Camino is also faster than Firefox at launching and its GUI is in tune with the rest of the system due to the use of Cocoa instead of XUL.
Camino is far faster (on a G4, that really means something!), and more stable. On Linux, FF is fast enough, and stable. On Windows, it’s fast enough, and every other release or so is stable.
The interface is almost identical to FF.
Erh…
I am using a 1st generation macmini with 512 mb of ram and under Tiger 10.4.5.
I don’t really see any speed difference between both browser.
fx is stable on every single OS it works. Camino more stable ? I don’t think so. More Apple like, indeed. But not more stable or quicker.
I am talking of my own use, of course.
Similar machine (also upgraded to 1/2GB RAM), but 10.3, very different experience. After several tabs, FF just starts to get slow, and was nowhere near the speed of FF in Linux on the same box.
Camino was night and day compared to a G4-optimized 1.5 at the time (and that was somewhat better than the stock FF, once you got a few windows open). Also, it hasn’t crashed yet, unlike the optimized one or the official FF.
Maybe 10.3 is more crashy than 10.4 ?
“Also, it hasn’t crashed yet, unlike the optimized one or the official FF.”
I didn’t see any difference there. Maybe because camino is for some points less powerfull than Fx ?
And I am using my own homemade build.
Less powerful? Eh. It opens pages.
I doubt 10.3 has much to do with FF crashing…10.4 might just be snappier in general, though (they did change how things were rendered, IIRC).
“And I am using my own homemade build.”
That’s probably a lot of, right there. There are a lot of us who still loathe trying that sort of thing .
The reason I use Camino rather than Firefox is that Firefox has a tendency to reload pages for no apparent reason, resulting in the loss of whatever data you entered into a given form on a web interface (Movable Type, Yahoo Mail etc.). That’s a good enough reason to use any browser except Firefox on a Mac.
For Gecko 1.9 and Cairo-based graphics. With Cairo, Camino and Firefox/Mac can finally render pages with Quartz instead of the slow, buggy QuickDraw.
An equally exciting option would be to render with glitz. Most macs have OGL and Cairo/Glitz will make Gecko one of the fastest HTML engine on earth.
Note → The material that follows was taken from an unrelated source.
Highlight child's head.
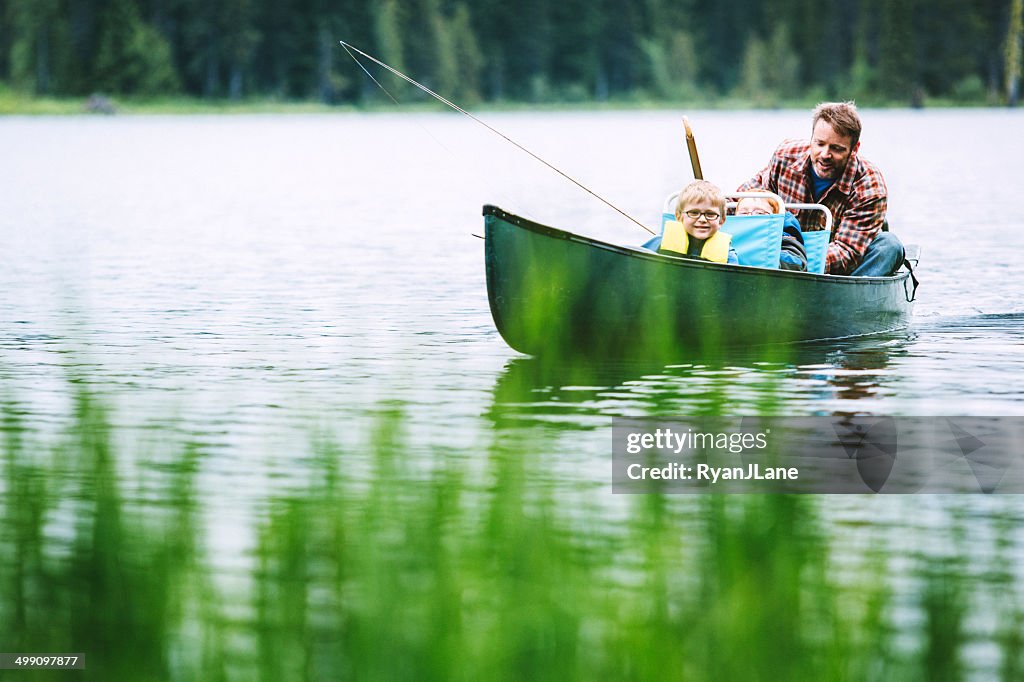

On the camino website they say that “find-as-you-type allows you to easily search the current webpage.” I’m assuming that they are refering to how firefox does finding in a page. But I can not find a way to enable it.
And if they had a slect where to download, rather then a temp folder, I would use camino in a heartbeat.
For download location, go to preferences / download…
10 seconds to find it
Find as you type ?
“/” and to stop it, ESC ?
… then Safari or FireFox. At leat in my machine which is pretty low end these days: PowerBookG4@400Mhz with only 384MB of RAM…
That’s why I use it instead of the other two browsers. I need speed in this old machine.